I recently went to lunch with a friend at a local cafe, The English Muse, and had the soup of the day, which was a Sweet Potato and Red Pepper Soup. It was everything a soup should be: tasty, thick, comforting with a little hint of spice for warmth. Eaten with a big slice of granary bread, it was a filling and satisfying lunch. I knew I would need to re-create it at home.

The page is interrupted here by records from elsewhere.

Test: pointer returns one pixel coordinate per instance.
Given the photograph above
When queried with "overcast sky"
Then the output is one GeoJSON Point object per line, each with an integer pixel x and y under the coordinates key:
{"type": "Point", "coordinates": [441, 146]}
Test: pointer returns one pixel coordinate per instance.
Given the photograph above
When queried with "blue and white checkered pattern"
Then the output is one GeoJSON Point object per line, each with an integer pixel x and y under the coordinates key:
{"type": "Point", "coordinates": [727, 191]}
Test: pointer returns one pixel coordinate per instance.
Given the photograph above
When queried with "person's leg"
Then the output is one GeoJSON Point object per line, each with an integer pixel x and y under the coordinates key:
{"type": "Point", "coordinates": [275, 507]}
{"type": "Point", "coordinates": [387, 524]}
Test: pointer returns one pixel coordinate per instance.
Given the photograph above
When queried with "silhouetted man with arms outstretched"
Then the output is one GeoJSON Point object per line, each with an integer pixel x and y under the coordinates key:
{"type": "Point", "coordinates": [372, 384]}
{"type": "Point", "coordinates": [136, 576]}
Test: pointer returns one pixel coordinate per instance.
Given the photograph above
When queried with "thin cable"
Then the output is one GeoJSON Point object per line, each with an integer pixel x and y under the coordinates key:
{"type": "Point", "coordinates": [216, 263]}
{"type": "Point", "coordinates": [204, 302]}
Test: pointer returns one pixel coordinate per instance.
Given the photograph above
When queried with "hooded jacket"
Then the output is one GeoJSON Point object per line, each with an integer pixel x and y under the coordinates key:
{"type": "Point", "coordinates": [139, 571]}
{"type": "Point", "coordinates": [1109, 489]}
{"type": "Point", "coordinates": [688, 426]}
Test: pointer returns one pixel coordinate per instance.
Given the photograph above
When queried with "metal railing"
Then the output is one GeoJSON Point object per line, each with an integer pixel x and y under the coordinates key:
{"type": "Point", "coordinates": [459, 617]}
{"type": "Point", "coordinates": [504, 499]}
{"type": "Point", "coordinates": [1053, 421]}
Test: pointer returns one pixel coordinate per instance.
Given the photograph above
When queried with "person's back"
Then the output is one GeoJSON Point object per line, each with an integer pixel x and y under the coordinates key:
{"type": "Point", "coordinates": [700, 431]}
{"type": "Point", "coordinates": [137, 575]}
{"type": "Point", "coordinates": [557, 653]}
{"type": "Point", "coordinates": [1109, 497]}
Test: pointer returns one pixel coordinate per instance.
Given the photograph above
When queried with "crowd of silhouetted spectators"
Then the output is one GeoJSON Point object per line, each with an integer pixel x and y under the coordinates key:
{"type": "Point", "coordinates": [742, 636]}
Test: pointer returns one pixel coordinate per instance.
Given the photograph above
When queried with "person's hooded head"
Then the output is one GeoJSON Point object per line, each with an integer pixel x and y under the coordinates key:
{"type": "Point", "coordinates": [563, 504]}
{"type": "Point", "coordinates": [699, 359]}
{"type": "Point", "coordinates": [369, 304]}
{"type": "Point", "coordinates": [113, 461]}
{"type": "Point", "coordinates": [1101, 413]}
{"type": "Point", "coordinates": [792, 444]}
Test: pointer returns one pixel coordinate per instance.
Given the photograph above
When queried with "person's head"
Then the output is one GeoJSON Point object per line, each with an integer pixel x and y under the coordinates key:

I hope you enjoy my version below.
- 2 red peppers, halved and deseeded
- 3 tbsp olive oil
- 1 onion, diced
- 1 celery stalk, diced
- 4-5 sweet potatoes, peeled and diced (approx. 450-500g)
- 1 large garlic clove, minced
- 1 tsp Gochujang (hot pepper) paste (see notes)
- 750ml vegetable stock
- 1 tsp coarse sea salt
- 1/2 tsp freshly ground pepper
- 1 tbsp chopped fresh parsley
- Pre-heat the oven to 250C/230C fan.
- Place the pepper halves, skin side up, on a baking sheet. Brush the peppers with 1 tbsp of olive oil and roast in the oven for 20-25 minutes until the skin of the peppers is black, charred and blistered (see notes.) Set aside to cool.
- Heat the 2 remaining tbsp of olive oil in a large saucepan over a medium heat. Add the onion, celery and sweet potato to the saucepan and cook for 8-10 minutes until the vegetables have softened, stirring occasionally.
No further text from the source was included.